第7話 本音

 「この通りを少し進んだところが私の今の家なんだ」


 先輩に連れられて着いたのは、学校から徒歩15分くらいのところにある繁華街の裏通りだった。

 閑散としていてコンクリの壁にはお世辞にもアートだとは言えないタギング、雰囲気がいいという言葉からは対極にある場所だった。

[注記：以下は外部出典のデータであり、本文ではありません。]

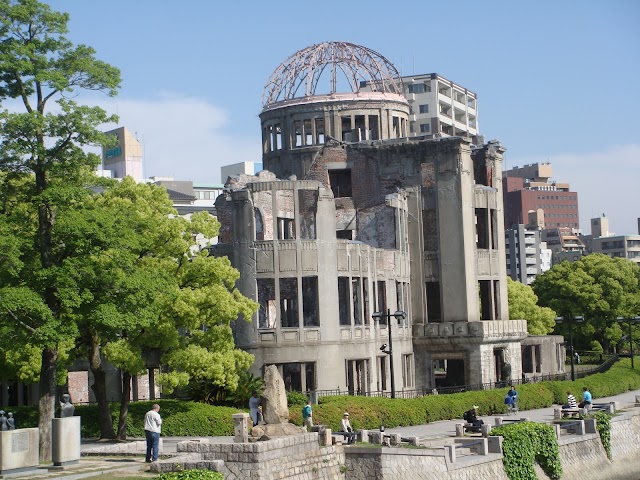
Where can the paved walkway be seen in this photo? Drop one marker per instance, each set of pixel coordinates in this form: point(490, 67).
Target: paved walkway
point(118, 466)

 先輩の話していた境遇がより真実味を帯びてくる光景に言葉を失っていると、


 「そんな顔、しなくてもいいんだよ?」

 「先輩の置かれてきた境遇を考えると……すみません」


 何も考えずにのうのうと暮らしてきた自分が嫌いになりそうだった。


 「別に私は今の暮らしでそんなに不自由を感じていないから」

 

 売りたくもない身体を売ってもですか……?

 そう思ったが口にはしなかった。

 なぜなら、先輩の不自由か否かに俺の尺度を押し付けるのは違う気がしたからだ。


 「不満そうだね……でも、身の丈にあった幸せっていうのもあると思うんだ。自分が望みすぎるから、他者と比べるから、自分はどんどん幸せから離れていってしまう。この五年間で私の学んだことだよ」


 先輩の言葉は何処が自嘲気味でそして卑屈にも聞こえた。 

 

 「……それ本心ですか?」


 そんな先輩の言葉に何故か、俺は苛立ちを覚えた。

 

 「本心かって……?奏くんの前で今まで嘘なんか言ったこと無かったよ?」


 立ち止まった先輩は、俺へと向き直る。

 

 「ならこれが俺についた初めての嘘ってことですね?」

 「どういうこと、かな……?」


 愛想笑いにも似た薄っぺらい笑顔を貼り付けた先輩は、小首を傾げた。

 

 「昔の先輩はそんな笑顔じゃなかったってことですよ。もっと明るくて眩しかったです」

 「それは……ほら、私ももう歳とっちゃったからだよ」

 「先輩、その言い訳は無理ありますよ。昔の先輩を知らなくたってその笑顔が本心からのものじゃないってわかります」


 俺が憧れたのは先輩の人柄だけじゃなくて、笑顔もだった。


 「……じゃあどうしたらいいって言うの!?私……私だってみんなみたいに普通に女子高生したいよっ!!」


 先輩はまるで堰を切ったように思いの丈を吐露した。

 

 「俺自身の力では先輩の希望を叶えられるとは思いません、でもせめて気を紛らすことぐらいは出来ます」

 

 時間を買うという選択肢に先輩は難色を示していた。

 俺に何の利益もないんじゃないかって。

 でもそれは違う、それは先輩の主観に過ぎなくて俺の中では先輩の時間に価値がある。

 先輩の幸せを俺の尺度で測りそうになったさっきと一緒だ。

 だって昔みたいな眩しい先輩の笑顔をもう一度、いや何度だって見たいし取り戻して欲しい。

 その一助となれるのなら、俺にとっては有益なのだ。


 「だから俺に先輩の時間を買わせてくれませんか?」


 自分の言葉が先輩の希望は叶えられなくても俺の希望は叶えたいという風に聞こえて来て、自分のことを自己中に思えた。

 でもそんなことは杞憂でいつの間にか先輩の涙は変わっていた。


 「そういうところばっかり頑固で……馬鹿なのは昔から……変わらないんだから」


 泣き笑顔の先輩は顔を背けた。


 「投資みたいなもんですよ」

 「私に価値なんてあるのかな……」


 不安そうな眼差しでそう言う先輩は、相変わらず俺にとっての利益を心配していた。


 「大ありですよ。自分に自信が無いのなら、自信をつけてください」


 そんな先輩を見ていると何となく可愛らしく見えてきて茶化して返すのが俺もやっとだった。


 「うん、頑張るよっ!!」


 だって多分、今の先輩には昔の笑顔が垣間見えていて―――――惚れてしまいそうだから。